Her husband Gopalrao Joshi, a postal clerk, encouraged her ambition and helped to teach her to read and write.
She defied cultural expectations and ill health to qualify as a doctor
While she was supported by her husband, Joshi’s ambitions were condemned by the orthodox Hindu community, who threatened her with excommunication.
Despite that, she travelled to New York in 1883, chaperoned by two English acquaintances of a doctor friend. After arriving in America, she wrote to the Women’s Medical College of Pennsylvania to ask for a place on their medical programme, one of the first in the world that accepted women. In her application she admitted her credentials may fall below the college’s usual requirements but pleaded for them to make an exception “to render to my poor suffering country women the true medical aid they so sadly stand in need”.

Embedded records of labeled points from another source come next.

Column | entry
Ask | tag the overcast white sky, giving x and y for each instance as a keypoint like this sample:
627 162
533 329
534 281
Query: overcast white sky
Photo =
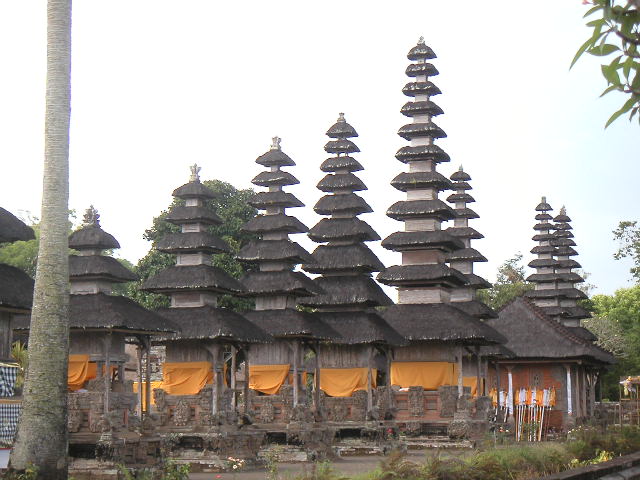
160 84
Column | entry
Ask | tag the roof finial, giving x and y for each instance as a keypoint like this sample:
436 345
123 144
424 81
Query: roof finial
91 217
195 173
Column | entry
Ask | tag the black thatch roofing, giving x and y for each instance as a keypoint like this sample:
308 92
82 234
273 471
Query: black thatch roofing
275 157
274 223
347 229
13 229
440 239
439 322
269 250
425 69
264 200
464 232
413 89
16 288
470 254
572 293
532 334
422 275
343 162
407 209
212 323
348 290
280 283
418 180
422 152
181 214
342 145
340 181
342 203
361 327
424 107
99 267
476 309
193 189
460 197
290 323
112 312
267 179
415 130
192 242
192 277
340 258
421 52
92 236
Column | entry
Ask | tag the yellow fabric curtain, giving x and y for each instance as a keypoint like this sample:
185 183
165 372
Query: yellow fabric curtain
428 375
186 378
78 371
144 391
268 378
342 382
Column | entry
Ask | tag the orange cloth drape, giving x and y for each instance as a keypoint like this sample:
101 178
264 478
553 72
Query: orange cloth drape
428 375
268 378
342 382
186 378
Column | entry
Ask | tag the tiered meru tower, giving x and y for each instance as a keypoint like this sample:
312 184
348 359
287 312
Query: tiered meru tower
424 281
275 286
466 297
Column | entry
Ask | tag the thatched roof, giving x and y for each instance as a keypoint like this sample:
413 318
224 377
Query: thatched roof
92 236
181 214
268 179
532 334
343 162
192 277
16 288
193 189
279 283
422 275
264 200
268 250
413 89
212 323
416 130
422 152
407 209
191 242
424 107
274 223
437 239
348 229
99 267
419 180
347 290
100 311
342 203
361 328
290 323
343 258
439 322
340 181
13 229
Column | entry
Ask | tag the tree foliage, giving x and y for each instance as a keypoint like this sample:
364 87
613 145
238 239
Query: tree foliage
510 283
616 32
232 207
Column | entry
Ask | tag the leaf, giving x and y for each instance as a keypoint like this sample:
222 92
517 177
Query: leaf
603 50
625 108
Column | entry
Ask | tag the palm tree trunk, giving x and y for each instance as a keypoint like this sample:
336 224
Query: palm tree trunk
42 438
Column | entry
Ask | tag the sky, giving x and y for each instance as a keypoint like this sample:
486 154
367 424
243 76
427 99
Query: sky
158 85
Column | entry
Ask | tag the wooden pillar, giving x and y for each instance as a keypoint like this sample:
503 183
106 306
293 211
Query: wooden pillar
460 382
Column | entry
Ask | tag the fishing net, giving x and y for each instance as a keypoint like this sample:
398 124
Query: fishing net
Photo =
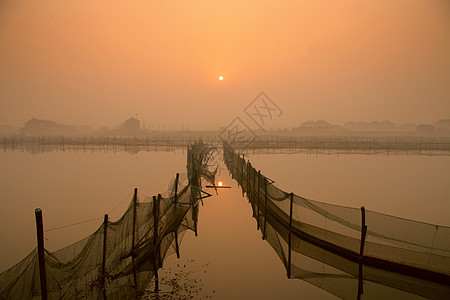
346 251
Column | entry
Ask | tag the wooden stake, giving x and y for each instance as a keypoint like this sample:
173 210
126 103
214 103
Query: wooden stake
175 200
105 232
290 236
257 200
41 254
134 236
155 240
361 251
265 209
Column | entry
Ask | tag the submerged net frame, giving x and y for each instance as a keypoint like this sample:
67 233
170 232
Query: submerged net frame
120 258
348 252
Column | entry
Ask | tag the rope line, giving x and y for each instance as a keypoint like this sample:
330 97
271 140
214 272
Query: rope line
91 220
64 226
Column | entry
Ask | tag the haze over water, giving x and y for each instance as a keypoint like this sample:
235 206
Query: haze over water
100 62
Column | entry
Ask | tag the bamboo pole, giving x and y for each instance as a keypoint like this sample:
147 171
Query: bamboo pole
155 240
103 274
265 209
257 200
134 236
361 251
290 236
41 254
175 200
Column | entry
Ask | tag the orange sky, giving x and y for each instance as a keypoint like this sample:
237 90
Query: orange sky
100 62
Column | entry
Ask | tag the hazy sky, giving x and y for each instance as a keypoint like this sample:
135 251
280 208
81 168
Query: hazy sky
100 62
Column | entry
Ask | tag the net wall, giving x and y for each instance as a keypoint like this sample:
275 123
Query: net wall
120 264
326 245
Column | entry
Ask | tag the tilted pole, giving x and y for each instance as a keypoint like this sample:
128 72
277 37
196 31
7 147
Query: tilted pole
265 209
105 233
290 236
41 254
361 251
175 200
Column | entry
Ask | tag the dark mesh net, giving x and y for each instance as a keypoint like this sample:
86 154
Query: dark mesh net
326 244
120 264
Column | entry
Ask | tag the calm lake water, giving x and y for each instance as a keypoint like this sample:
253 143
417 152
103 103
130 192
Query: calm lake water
228 259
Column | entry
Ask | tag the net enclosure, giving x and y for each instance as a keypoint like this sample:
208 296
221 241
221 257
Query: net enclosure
120 258
350 252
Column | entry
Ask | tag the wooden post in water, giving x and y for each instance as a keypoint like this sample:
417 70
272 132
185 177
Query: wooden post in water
41 254
133 240
103 274
242 174
361 251
248 180
257 200
155 240
290 236
175 206
265 209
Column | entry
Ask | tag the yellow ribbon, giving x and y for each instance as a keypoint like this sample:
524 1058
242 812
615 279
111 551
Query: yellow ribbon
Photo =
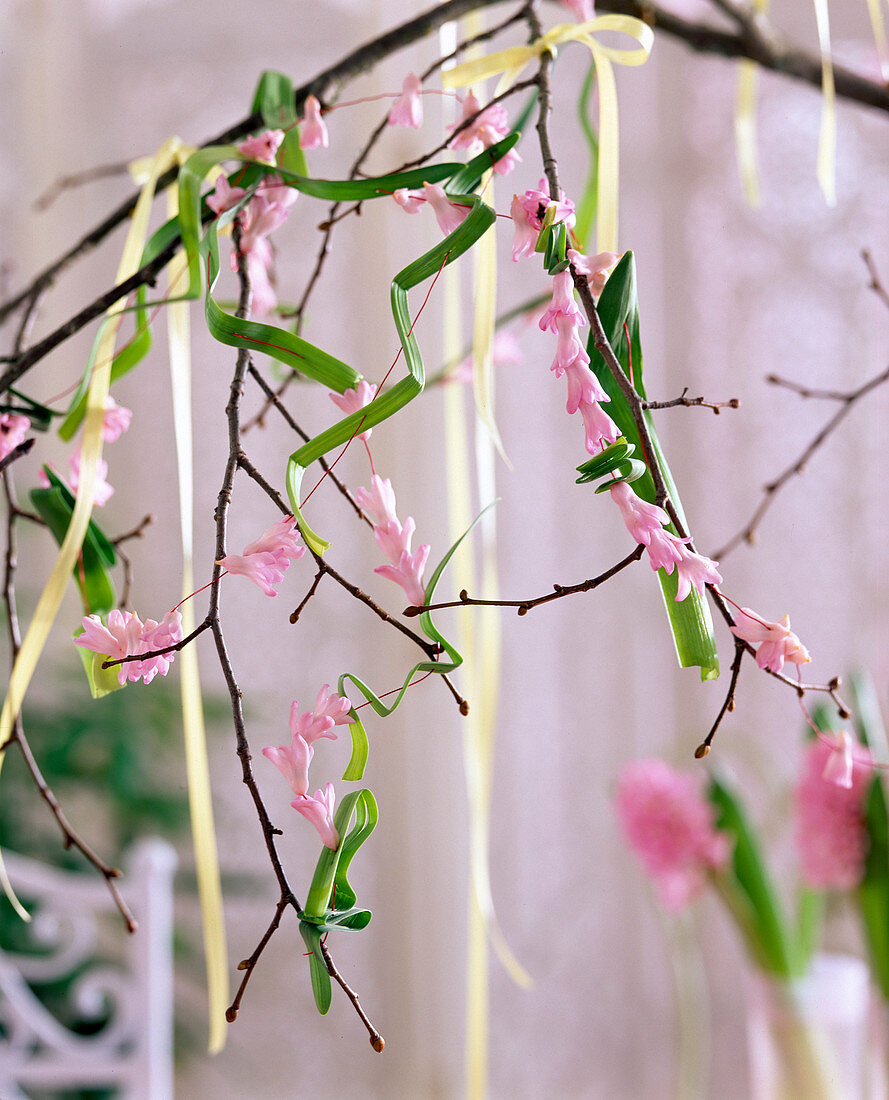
511 63
877 23
197 766
826 145
90 454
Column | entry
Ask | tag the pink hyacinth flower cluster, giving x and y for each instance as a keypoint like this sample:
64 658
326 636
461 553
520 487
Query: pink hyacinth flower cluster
584 394
528 211
125 635
830 809
13 428
394 539
775 642
407 109
595 268
313 129
491 125
667 551
352 400
670 827
265 560
293 760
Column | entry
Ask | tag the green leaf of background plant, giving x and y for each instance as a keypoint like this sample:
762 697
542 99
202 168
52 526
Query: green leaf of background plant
95 584
755 901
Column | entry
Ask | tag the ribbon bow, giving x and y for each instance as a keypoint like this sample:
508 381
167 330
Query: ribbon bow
509 64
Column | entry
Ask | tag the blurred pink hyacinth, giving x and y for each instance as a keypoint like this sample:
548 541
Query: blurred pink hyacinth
670 827
775 642
265 560
13 429
407 109
830 807
319 811
102 492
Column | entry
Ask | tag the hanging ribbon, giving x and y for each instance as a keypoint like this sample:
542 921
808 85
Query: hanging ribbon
877 23
90 454
745 122
197 766
511 63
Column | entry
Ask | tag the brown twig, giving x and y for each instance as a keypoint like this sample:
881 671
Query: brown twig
728 703
747 534
45 199
876 284
684 402
376 1040
523 606
249 965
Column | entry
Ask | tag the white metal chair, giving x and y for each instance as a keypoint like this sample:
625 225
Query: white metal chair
132 1052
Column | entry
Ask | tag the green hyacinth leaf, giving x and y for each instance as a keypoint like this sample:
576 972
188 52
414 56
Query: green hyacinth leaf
690 620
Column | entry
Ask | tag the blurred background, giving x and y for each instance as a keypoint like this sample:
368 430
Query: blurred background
727 296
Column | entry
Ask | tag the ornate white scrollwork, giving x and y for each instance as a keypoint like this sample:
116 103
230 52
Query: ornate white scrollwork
130 1004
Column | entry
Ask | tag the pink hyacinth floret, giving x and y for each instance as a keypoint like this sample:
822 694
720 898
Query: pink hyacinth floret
670 827
102 492
319 811
775 642
409 201
528 211
643 520
265 560
116 420
407 572
13 428
449 216
407 109
352 400
583 9
262 146
831 829
694 571
313 129
562 305
379 502
293 761
595 268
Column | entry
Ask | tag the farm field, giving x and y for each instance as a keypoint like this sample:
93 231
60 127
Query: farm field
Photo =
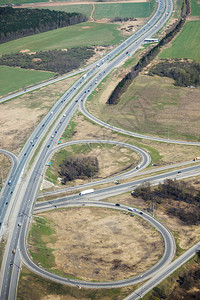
84 34
151 105
27 110
185 45
13 79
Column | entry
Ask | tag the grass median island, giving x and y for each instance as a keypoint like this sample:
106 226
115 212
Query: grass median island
32 286
41 233
112 160
120 245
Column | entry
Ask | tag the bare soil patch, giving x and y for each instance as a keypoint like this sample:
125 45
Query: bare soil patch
20 116
100 244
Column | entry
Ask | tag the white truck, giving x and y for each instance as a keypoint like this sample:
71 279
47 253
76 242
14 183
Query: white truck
86 192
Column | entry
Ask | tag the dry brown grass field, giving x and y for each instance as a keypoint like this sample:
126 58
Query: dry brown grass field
102 244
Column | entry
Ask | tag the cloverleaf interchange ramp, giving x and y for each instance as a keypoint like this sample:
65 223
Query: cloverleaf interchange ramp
24 193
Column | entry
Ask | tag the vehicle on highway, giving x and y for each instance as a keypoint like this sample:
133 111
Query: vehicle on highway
85 192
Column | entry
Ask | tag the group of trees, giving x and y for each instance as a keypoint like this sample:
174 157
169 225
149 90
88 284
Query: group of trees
78 168
178 198
19 22
119 19
183 72
148 57
57 61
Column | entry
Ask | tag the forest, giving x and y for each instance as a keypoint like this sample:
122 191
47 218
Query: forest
58 61
178 198
183 72
78 168
20 22
148 57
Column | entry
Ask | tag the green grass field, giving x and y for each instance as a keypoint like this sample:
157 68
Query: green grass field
186 43
84 34
195 8
15 78
131 10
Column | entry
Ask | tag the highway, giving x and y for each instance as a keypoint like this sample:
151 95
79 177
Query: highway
22 192
146 287
166 258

She was awarded a place, and studied her two-year diploma alongside two of the first female medical students from Japan and Syria. Despite suffering ill health throughout her studies, she graduated on 11 March, 1885.
She was congratulated by Queen Victoria
After Joshi was awarded her degree in medicine, the college’s dean wrote of her achievement to Queen Victoria, who was also Empress of India. Victoria reportedly wrote a congratulatory message in response. Joshi received a grand welcome upon her return to India, where the editor of the Kesari newspaper hailed her as ”one of the greatest women of our modern era”.
Her life was tragically cut short
Returning to India in 1886, Joshi was appointed the physician in charge of the women’s ward at Albert Edward Hospital in Kolhapur. She dreamed of opening a medical college for women, but was an ambition she never got to realise. She died of tuberculosis on 26 February, 1887, before she had even begun practising medicine. She was just 21.
There is a crater in Venus named after her
Joshi is one of a number of notable women who have lent their names to sizeable impact craters on Venus. The 34km diameter crater “Joshee” lies at latitude 5.5° N and longitude 288.8° E. It was named in 1997 by the International Astronomical Union.